Speed up Multitenant Migrations with Database Schema Snapshots

DEPLOY ECTO POSTGRESQL

Ecto Migrations are par for the course when building a database structure in an Elixir/Phoenix application. The management and execution of single-tenant migrations are straightforward as they are executed once in production for all customers.

Multitenant solutions are a bit more tricky to handle. Onboarding a tenant requires all migrations to be run on demand. An extensive suite of migrations can incur an undesirable performance hiccup just when you seek to make a solid first impression.

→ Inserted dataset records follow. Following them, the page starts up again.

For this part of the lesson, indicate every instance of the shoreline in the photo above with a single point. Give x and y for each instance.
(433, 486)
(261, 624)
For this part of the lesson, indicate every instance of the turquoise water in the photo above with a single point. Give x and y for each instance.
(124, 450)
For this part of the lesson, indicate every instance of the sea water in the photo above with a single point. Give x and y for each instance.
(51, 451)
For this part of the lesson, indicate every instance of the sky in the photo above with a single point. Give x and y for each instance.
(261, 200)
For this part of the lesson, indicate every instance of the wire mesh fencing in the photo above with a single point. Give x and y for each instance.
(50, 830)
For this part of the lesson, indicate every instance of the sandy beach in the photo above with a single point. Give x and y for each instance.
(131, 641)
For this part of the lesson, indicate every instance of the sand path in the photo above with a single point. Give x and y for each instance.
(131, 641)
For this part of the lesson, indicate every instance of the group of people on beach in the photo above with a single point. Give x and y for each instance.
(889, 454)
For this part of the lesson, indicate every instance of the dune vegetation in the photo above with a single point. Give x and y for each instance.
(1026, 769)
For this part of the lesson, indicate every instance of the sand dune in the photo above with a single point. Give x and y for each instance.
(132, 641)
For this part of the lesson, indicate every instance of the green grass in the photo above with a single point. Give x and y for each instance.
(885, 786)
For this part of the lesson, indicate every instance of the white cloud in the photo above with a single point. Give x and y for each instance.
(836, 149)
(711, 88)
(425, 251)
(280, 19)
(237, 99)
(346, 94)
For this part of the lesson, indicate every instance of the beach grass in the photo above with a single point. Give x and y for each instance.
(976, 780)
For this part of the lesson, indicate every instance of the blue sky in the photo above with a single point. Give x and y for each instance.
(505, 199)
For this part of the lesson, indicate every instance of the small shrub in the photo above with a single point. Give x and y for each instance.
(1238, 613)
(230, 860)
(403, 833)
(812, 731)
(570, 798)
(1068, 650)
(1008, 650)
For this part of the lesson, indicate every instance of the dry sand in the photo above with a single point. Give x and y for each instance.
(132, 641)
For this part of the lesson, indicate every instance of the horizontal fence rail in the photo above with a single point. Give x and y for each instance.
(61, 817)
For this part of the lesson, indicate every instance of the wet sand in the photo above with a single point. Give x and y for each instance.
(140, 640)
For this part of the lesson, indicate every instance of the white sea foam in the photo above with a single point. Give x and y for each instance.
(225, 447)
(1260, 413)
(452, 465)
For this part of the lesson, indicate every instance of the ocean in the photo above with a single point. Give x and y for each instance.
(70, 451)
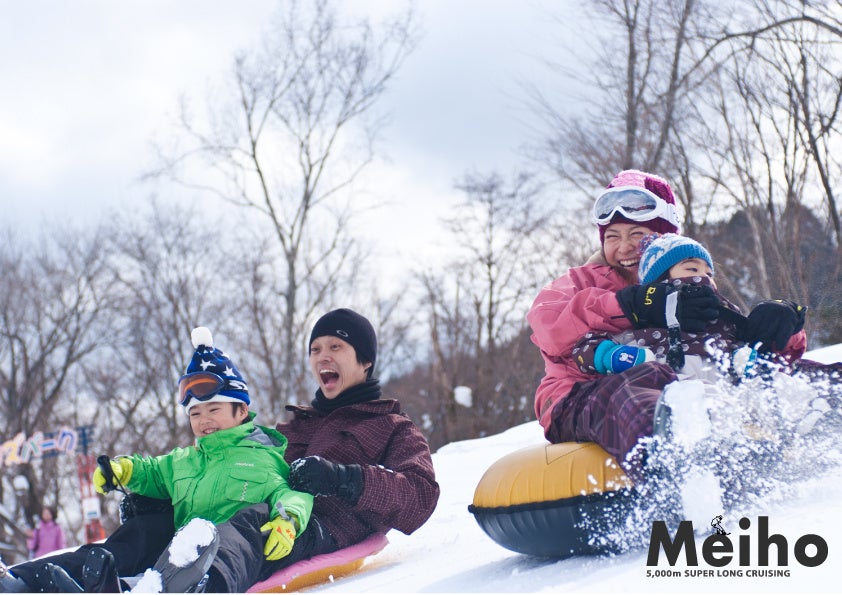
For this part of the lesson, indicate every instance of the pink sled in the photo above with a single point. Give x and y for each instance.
(322, 568)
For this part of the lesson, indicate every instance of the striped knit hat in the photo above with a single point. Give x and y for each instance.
(661, 253)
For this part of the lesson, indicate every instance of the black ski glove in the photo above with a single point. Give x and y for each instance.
(320, 477)
(645, 305)
(772, 323)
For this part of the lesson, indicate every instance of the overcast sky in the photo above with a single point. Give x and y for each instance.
(87, 84)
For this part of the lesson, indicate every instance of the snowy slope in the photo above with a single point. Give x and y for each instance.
(450, 553)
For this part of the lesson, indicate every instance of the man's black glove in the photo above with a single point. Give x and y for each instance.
(645, 305)
(320, 477)
(772, 323)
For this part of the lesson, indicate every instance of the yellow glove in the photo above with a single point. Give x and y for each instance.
(122, 470)
(280, 538)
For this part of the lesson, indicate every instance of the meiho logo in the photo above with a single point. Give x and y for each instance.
(718, 549)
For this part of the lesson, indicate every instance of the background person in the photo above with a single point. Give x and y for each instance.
(48, 536)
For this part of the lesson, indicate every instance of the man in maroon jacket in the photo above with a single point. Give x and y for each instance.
(366, 462)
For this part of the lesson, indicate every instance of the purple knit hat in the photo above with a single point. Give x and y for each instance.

Today I will showcase how to speed up tenant migrations using database snapshots and explain how the solution was almost derailed at the 25th hour, a fact best echoed by this quote:

Sometimes you get the bear. Other times, the bear gets you! -- Star Trek Next Generation

The Approach

We will take a snapshot of the database structure from a schema dump and load it to onboard each new tenant.

A quick inventory of our tool chest shows that Mix can readily dump and load a database schema.

mix ecto.dump
mix ecto.load

At first glance, this seems to be all that is needed.

Not so fast!

The goal is to create a production-caliber solution that supports Elixir Releases. As we will see shortly, this requirement disqualifies mix ecto.load. But have no fear. We will show how you can maneuver around this restriction.

Dump

Let’s first dump the database structure for a given tenant by running mix ecto.dump in our development environment.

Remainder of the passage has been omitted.